11 Replies to “Walking with Enslaved and Enslavers at Pickett’s Charge (and Retreat)”

  1. Great article, thanks! The Gettysburg 150th anniversary had thousands of people tramping along the path of Pickett’s Charge. I took quite a few pictures of it. I’d be happy to share them!

  2. “… the murderously brutal conflict that took place only because of the presence of Black people in the country.” A brilliant turn of the phrase, professor. You are an asset to those who endeavor to explain to Black children and families why it is important for them to visit this place.

    1. Thanks Ralph for taking time to comment & for your encouragement. Hope your battlefield guiding is going well.

  3. The War Between The States was NOT a “Civil War”. A civil war is what happens when the population of a single nation or region begins fighting with one another.

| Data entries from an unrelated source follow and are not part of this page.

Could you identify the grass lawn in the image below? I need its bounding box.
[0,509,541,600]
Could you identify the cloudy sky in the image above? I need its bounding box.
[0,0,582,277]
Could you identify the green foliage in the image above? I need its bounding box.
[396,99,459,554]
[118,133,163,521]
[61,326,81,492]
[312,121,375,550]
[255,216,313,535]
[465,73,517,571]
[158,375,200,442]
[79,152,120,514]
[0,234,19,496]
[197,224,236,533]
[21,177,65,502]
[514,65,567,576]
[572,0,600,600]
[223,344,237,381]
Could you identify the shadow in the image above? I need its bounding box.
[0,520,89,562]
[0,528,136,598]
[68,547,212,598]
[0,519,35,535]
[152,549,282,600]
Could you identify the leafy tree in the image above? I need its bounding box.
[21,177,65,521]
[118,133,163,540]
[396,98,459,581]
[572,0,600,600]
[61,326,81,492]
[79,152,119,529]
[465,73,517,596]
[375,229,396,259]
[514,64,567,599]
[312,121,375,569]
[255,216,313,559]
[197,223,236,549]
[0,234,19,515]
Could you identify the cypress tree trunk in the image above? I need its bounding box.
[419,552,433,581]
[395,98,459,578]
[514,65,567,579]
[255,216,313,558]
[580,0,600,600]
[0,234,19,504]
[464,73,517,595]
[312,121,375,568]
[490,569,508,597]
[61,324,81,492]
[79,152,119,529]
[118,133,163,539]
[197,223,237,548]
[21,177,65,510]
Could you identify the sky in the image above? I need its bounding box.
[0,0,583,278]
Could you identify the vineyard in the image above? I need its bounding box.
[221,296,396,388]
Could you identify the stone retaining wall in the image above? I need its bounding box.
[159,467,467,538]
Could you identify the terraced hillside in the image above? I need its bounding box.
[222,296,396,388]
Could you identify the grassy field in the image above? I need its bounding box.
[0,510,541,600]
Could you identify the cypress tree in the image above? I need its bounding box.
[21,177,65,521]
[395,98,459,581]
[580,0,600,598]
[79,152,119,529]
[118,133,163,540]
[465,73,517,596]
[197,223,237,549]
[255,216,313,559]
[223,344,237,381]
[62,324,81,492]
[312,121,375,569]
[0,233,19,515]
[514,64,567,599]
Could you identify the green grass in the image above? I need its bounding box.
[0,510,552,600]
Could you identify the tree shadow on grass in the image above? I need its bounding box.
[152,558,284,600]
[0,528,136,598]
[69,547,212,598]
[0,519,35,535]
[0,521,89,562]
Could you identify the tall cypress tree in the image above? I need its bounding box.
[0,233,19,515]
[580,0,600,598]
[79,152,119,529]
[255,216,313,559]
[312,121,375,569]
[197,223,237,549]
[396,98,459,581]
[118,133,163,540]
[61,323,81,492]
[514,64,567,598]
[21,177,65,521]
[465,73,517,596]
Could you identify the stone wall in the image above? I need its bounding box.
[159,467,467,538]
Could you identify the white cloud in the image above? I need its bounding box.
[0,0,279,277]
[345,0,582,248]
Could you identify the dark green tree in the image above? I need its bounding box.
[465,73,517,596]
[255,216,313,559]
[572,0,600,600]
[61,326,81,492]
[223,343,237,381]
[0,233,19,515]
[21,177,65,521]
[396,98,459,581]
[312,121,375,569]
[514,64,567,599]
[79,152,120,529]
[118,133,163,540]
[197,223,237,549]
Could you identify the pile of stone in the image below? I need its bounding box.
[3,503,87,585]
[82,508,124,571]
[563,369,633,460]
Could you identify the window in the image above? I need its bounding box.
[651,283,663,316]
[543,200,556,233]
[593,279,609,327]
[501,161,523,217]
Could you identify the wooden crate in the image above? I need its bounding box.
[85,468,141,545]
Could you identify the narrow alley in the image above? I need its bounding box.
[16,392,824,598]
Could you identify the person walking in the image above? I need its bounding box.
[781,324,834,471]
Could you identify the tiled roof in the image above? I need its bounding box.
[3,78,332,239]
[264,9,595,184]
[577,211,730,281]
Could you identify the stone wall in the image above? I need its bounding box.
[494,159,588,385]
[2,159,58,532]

Take, for example, the civil war that occurred in Northern Ireland or in Syria.

    The War of Southern Independence was fought between the United States of America (the Union) and the Confederate States of America (the Confederacy). Both had their own separate capitols, governments and organized armies.

    The institution of slavery played a part, but so did Mr. Lincoln’s raising of import taxes (tariffs) on the imported manufactured goods from Great Britain and Europe on which the agricultural Southern states depended. The Southern economy was based on exchanging farm products such as cotton, tobacco and rice for finished goods from the industrialized countries of the old world. Mr. Lincoln and his Northern industrialist backers wanted high import taxes because their new factories could not compete on price with old established companies of Britain and Europe which had already amortized the cost of their production facilities.

    Basically, the War Between The States was brought on by the desires of Northern industrialists to gain sales in Southern markets from which they were excluded due to their higher cost of production.

    1. Thanks Mr. Thayer for taking time to comment. I’d encourage you to explore two things: the avalanche of scholarship over the last half century or more that is thoroughly grounded in original sources, and the original source themselves. I think you’ll find that the former does not support your argument & makes clear that tariffs was a relative non-issue when it comes to causation. And original sources make that even clearer. Here’s one quick & easy (though admittedly not comprehensive) test of this argument: check the declarations of secession and the Confederate constitution. How many of them mention tariffs and taxes as a reason for leaving the United States of America? How many mention slavery? What reasons do those documents give for secession?